We report the case of a three-month-old infant with a one-month history of refusal to take, nausea, regurgitation and vomiting.
For this reason she was referred from Primary Care to the Emergency Department.
He was a term birth weight appropriate for gestational age, with a normal course pregnancy in which polyhydramnios was not observed.
The neonatal period was uneventful, presenting adequate psychomotor and height development up to two months of age, when the clinical presentation was described.
Upon arrival at the Emergency Room, the patient was impressed by general condition, dry, ojerous mucous membranes, capillary refill greater than 2 seconds and cutaneous dryness, with rest of the normal physical examination.
Vital signs were: temperature, 36.6 °C; heart rate, 137 bpm; blood pressure, 88/55 mmHg (p75); O2 saturation, 100%; respiratory rate, 52 rpm; height, 90 cm.
It was expanded with saline and blood tests were performed, with normal and biochemical blood count, highlighting: Na 151 mEq/l; K 2.2 mEq/L; Cl 130 gap/l and Hall in normal calcium and albumin 13 mg/dl.
A urine dipstick with pH 7, density 1015 and negative rest was performed.
The patient required intravenous serum therapy with maximum potassium mEq/l and bicarbonate (3kg/day), and was discharged within one week, maintaining oral treatment with sodium bicarbonate and potassium citrate.

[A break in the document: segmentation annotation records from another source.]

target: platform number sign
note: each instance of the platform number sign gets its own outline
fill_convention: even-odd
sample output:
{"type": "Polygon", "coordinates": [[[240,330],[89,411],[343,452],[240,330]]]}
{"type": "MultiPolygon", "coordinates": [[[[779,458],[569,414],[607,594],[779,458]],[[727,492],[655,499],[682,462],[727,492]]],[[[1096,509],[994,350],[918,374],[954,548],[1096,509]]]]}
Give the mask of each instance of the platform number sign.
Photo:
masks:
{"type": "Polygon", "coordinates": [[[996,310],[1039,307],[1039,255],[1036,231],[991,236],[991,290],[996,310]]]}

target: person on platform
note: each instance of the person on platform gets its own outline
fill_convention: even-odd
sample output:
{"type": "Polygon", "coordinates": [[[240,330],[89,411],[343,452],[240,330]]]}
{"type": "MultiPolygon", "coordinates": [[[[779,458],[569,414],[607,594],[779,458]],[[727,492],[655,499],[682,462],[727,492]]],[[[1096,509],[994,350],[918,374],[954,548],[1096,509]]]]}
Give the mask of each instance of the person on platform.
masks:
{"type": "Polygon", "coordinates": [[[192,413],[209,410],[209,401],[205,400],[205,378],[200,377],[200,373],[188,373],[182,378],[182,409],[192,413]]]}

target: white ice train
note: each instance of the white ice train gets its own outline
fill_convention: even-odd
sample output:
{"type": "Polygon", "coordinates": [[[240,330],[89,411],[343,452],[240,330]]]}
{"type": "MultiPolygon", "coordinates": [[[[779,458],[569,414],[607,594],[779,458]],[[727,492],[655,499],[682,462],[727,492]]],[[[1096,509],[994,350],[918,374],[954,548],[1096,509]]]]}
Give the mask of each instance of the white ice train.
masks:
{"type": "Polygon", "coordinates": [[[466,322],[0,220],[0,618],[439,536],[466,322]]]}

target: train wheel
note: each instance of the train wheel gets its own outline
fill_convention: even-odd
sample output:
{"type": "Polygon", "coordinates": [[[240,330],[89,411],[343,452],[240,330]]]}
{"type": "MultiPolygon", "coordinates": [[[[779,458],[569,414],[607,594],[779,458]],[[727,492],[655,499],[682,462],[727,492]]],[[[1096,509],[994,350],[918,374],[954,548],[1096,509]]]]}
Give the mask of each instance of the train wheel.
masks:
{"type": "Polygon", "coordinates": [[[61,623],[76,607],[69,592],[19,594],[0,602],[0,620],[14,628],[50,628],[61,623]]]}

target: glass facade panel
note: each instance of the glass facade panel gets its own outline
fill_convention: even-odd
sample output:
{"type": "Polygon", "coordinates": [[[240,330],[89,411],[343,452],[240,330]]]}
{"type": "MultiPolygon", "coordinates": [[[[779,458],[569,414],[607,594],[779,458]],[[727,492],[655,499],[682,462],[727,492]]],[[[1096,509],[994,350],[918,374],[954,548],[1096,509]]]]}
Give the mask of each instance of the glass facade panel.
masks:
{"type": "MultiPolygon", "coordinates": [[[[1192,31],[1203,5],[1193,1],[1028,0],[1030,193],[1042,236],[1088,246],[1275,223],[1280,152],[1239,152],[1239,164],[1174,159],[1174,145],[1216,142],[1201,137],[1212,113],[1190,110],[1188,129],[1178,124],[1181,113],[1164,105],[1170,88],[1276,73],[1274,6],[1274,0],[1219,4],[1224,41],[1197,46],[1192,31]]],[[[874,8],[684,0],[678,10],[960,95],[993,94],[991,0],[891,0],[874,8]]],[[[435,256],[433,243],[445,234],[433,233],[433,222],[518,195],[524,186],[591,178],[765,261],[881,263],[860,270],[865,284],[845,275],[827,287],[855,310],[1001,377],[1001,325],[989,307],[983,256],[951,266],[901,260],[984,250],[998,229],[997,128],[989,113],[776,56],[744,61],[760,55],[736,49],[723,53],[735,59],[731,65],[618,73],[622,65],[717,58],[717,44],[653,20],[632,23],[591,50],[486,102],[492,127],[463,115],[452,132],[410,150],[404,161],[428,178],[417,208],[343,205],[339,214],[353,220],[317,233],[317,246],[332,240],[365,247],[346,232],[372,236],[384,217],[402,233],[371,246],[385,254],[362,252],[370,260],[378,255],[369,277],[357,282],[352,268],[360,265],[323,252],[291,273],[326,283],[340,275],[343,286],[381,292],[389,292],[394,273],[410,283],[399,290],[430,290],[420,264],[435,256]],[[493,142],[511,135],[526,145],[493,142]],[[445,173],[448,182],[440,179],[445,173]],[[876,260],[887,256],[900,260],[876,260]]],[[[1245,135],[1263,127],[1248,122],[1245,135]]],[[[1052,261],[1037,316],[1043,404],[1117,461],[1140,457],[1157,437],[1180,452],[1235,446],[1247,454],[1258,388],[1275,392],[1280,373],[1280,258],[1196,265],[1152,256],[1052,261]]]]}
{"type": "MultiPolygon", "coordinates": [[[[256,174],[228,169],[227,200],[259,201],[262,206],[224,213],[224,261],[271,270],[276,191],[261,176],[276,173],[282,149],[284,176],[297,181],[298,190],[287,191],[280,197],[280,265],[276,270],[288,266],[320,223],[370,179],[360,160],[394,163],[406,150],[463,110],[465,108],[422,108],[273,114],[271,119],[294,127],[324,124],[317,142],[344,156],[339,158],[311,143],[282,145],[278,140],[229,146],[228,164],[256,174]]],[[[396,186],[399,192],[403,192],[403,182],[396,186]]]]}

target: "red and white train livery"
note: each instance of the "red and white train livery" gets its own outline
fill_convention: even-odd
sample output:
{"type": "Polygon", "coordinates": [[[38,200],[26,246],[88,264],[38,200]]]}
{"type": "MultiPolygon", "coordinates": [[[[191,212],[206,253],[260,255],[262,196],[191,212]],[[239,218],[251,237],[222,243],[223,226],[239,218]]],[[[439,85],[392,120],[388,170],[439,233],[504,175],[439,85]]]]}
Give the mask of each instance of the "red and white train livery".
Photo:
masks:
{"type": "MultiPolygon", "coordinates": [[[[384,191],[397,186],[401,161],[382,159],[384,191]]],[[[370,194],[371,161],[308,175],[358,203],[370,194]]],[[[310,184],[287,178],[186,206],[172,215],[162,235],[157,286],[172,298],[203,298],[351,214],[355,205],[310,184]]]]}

Renal ultrasound showed bilateral papillary hyperechogenicity, compatible with the onset of nephrocalcinosis.
Assessment was performed, bone series and auditory potentials were normal.
During the follow-up period up to nine months of age, the patient is asymptomatic, with maturational development (p25 of weight and p50 of height), so weight changes have been made according to dosage adjustments.
The laboratory tests performed six months after discharge are shown in Table 2.
Follow-up ultrasound performed six months after discharge showed persistent findings consistent with nephrocalcinosis.